Tragia involucrata, the Indian stinging nettle, is a species of plant in the family Euphorbiaceae. It is the most used species of Tragia in ethnomedicinal and ethnopharmacological applications.

==Description==
Tragia involvucrata is a slender, twining herb with stinging hairs. Leaves 6-10 x 3-5.5 cm, ovate or elliptic, base acute or rounded, margin serrate, apex acuminate, hispidulous on both sides; petiole to 2.5 cm long. Spikes axillary, monoecious, to 2 cm long; male flowers above, female flowers 1-2, at the base. Male flowers c. 1.5 mm across; bracts spathulate; tepals 3, spreading; stamens 3, anthers subsessile. Female flowers c. 3 mm across, ebracteate; tepals 6, c. 1 mm long, ovate-lanceolate, enlarged and spreading in fruits; style 3, spreading. Capsule c. 0.6 x 1 cm, 3-lobed, hispid. Seeds globose.

== Common names ==
- Assamese: Dumuni Chorat
- Bengali: বিছুটি পাতা Bichuti paataa and in regions of North Bengal it is called Chotra paataa
- English: Indian stinging nettle, climbing nettle, canchorie root-plant
- Hindi: पीत पर्णी Pit Parni, बढन्त Barhanta
- Kannada: ತುರಿಕೆ ಬಳ್ಳಿ Turike Balli
- Maithili: कबाछु (transliteration - kabaachhu)

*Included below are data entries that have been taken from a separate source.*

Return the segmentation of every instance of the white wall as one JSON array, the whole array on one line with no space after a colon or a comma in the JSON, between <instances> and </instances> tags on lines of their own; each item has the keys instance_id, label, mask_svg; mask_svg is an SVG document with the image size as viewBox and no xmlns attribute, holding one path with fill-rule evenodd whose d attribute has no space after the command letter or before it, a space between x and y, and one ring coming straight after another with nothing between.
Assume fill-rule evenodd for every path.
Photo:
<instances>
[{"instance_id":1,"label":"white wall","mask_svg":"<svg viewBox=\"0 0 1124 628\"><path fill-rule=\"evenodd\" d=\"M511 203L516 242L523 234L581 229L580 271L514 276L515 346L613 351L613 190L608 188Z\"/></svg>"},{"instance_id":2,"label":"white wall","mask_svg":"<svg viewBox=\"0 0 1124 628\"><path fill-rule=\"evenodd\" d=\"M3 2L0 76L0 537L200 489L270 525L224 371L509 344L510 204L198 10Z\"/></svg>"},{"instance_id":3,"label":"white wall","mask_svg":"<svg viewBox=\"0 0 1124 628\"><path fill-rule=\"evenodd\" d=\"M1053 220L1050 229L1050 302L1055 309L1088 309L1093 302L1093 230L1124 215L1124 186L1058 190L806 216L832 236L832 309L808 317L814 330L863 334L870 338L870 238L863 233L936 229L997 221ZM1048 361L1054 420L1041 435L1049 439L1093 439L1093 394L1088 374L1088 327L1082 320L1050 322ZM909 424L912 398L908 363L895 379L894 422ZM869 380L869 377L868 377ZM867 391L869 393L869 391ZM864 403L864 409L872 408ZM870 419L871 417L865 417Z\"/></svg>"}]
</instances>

- Malayalam: Kodithumba, Cherukodithuva, Choriyanam, ചൊറിയണം Coriyanam, Kodithoova
- Marathi: लघुमेडशिंगी Laghumedhshingi, चुरकी Churki
- Nepali: उट कटेरी Ut Kateri
- Odia: ବିଛୁଆତି (transliteration Bichhuati), Kasalakku
- Sanskrit: दुःस्पर्ष Duhsparsha, वृश्चिकाच्छद Vrischikacchad, वृश्चिकापत्री Vrischikapatri, वृश्चिकाली Vrischikali, आगमावर्ता Aagmavarta, कषाग्निः Kashagnih
- Sinhala: වැල් කහඹිලියා Wel Kahambiliya
- Tamil: காஞ்சொறி Kanchori / செந்தட்டி Senthatti
- Telugu: తేలుకొండిచెట్టు Telukondicettu, Duradagunda aaku.